Gianfranco muttered to himself, pretending airplanes were trains—very fast trains. His trouble was, he didn't just want to run a railroad that had already been operating for 250 years. He wanted to start one and build it up from scratch, the way he did in the board game. How could you do that when it wasn't the nineteenth century any more?
He sighed. You couldn't. He was no big brain like Annarita, but he could see as much. What did that leave him? Two things occurred to him—working at the railroad the way it was
now or starting some other kind of business and running it as if it were a nineteenth-century railroad.
He could almost hear Eduardo yelling at him. He could hear the midnight knock on the door, too, and the Security Police screaming that he was a capitalist jackal as they hauled him off to jail. Or maybe they wouldn't bother waiting till midnight. Maybe they would just grab him at his business and take him away. For a crime as bad as capitalism, why would they waste time being sneaky?
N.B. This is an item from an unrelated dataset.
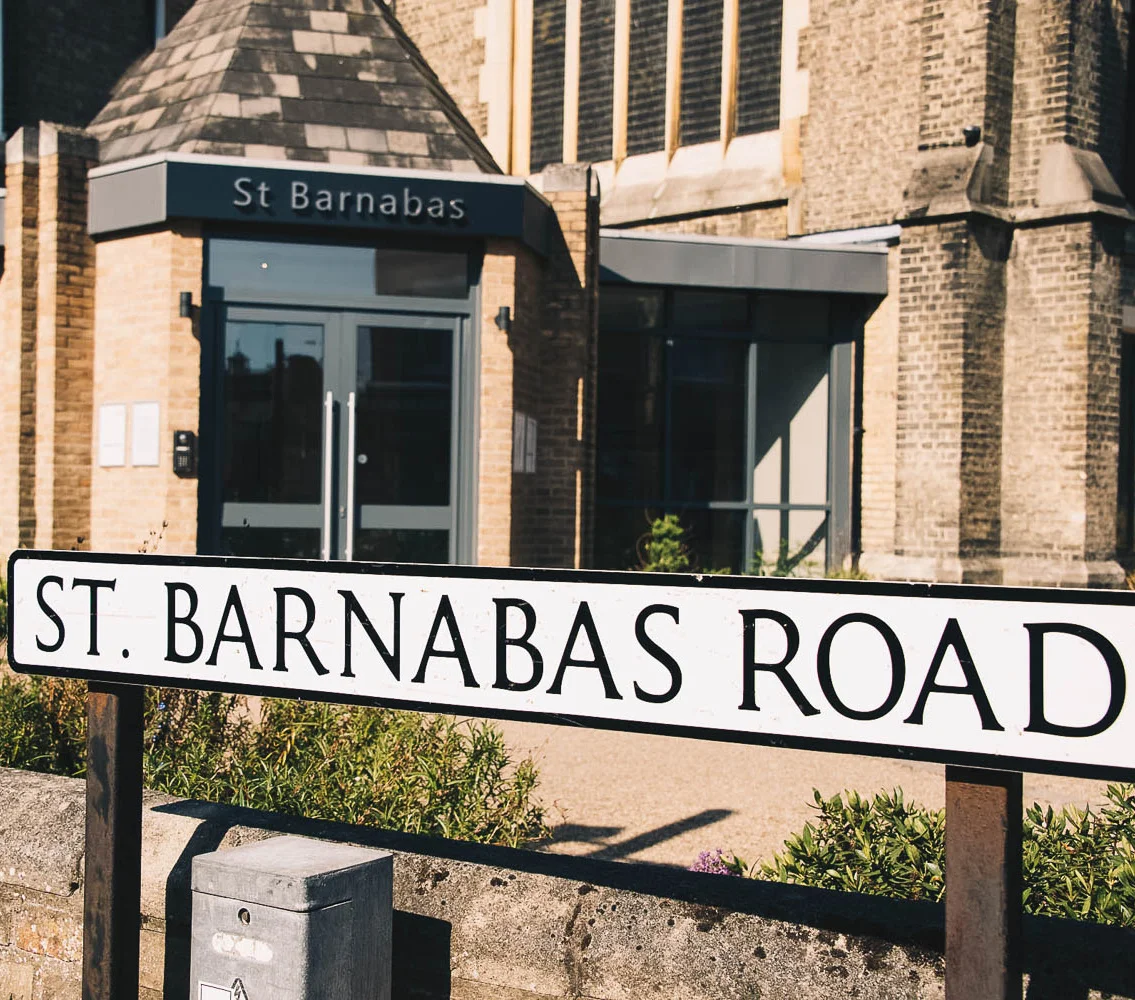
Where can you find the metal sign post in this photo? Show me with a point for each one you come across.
(990, 681)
But the way things were now, people just went through the motions. Gianfranco's father wasn't the only one. He was normal, pretty much. Everybody knew how things went. People made jokes about it. You heard things like,
We pretend to work, and they pretend to pay us
. That was why you had to wait years for a TV set or a car. That was why crews had to come out to repair repairs half the time. That was why the elevator here hadn't worked for so long, and might never again.
The people owned the means of production. They did here, they did in the Soviet Union, they did in Canada and Brazil, they did everywhere. What could be fairer than that? It kept things equal, didn't it? Gianfranco nodded to himself. He'd learned his lessons well, even if he didn't realize it just then.
 
 
Maria Tenace had a face like a clenched fist. “I say we condemn the reactionaries.” Her voice said she wasn't going to take no for an answer. “They're trying to corrupt people. The authorities need to make an example of them.”